The library here used to carry a score of literary journals. Today on my lunch hour I found only five. Where did they go? I hadn’t time to ask a librarian because I had to go buy an envelope. But thereby I found out where the journals went. They’re sold single-copy in the bookstore: Boulevard, New Letters, Tin House, Pleiades, Southern Poetry Review – about 10 titles in all.

The library chucked its subscriptions because it knows no one reads these things, except maybe for Poetry and Creative Nonfiction, and those just as bellwethers. Last time I read through the latest issues of literary journals at the library – noting on index cards their names and contents, and what percentage was fiction, what percentage nonfiction, etc. (so I can discuss them in classes) -- in THREE litmags I found poems about Persephone. Whoa. To be fair, about 10 to 20 percent of the published material took my breath. But on the same round I noted two essays, in separate journals, beginning with the words “My father,” and acres of bad fiction – full of neon signs, breasts, tragic foreigners, and petty quarrels.

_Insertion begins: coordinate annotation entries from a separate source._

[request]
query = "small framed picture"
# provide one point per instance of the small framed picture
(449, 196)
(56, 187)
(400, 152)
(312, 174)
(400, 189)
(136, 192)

Some journals make impressive publishing credits if you want to rub shoulders with laureates and academics – who won’t actually read what you published. So beyond impressing each other with our publication credits, what are these journals for? I had never seriously questioned their value. Do they serve as some sort of – standard? For us? Me? Time for self-examination. And figuring out that if they're not important anymore, what is?

1 comment:

  1. Wow. Spot-on. It is something that, as an MFA candidate, I never dared to even really think about because it's just part of 'The System'.

    I suppose that as popular magazines continue cutting out fiction and poetry to appeal to the lowest common denominator, poets and writers have gone to journals for publication. But you're absolutely right. Who reads them? Even I have huge piles of them that I *mean* to get to read, but rarely have time for.


    Still, I'm glad they're there. It's a step before getting the book, which no one reads either.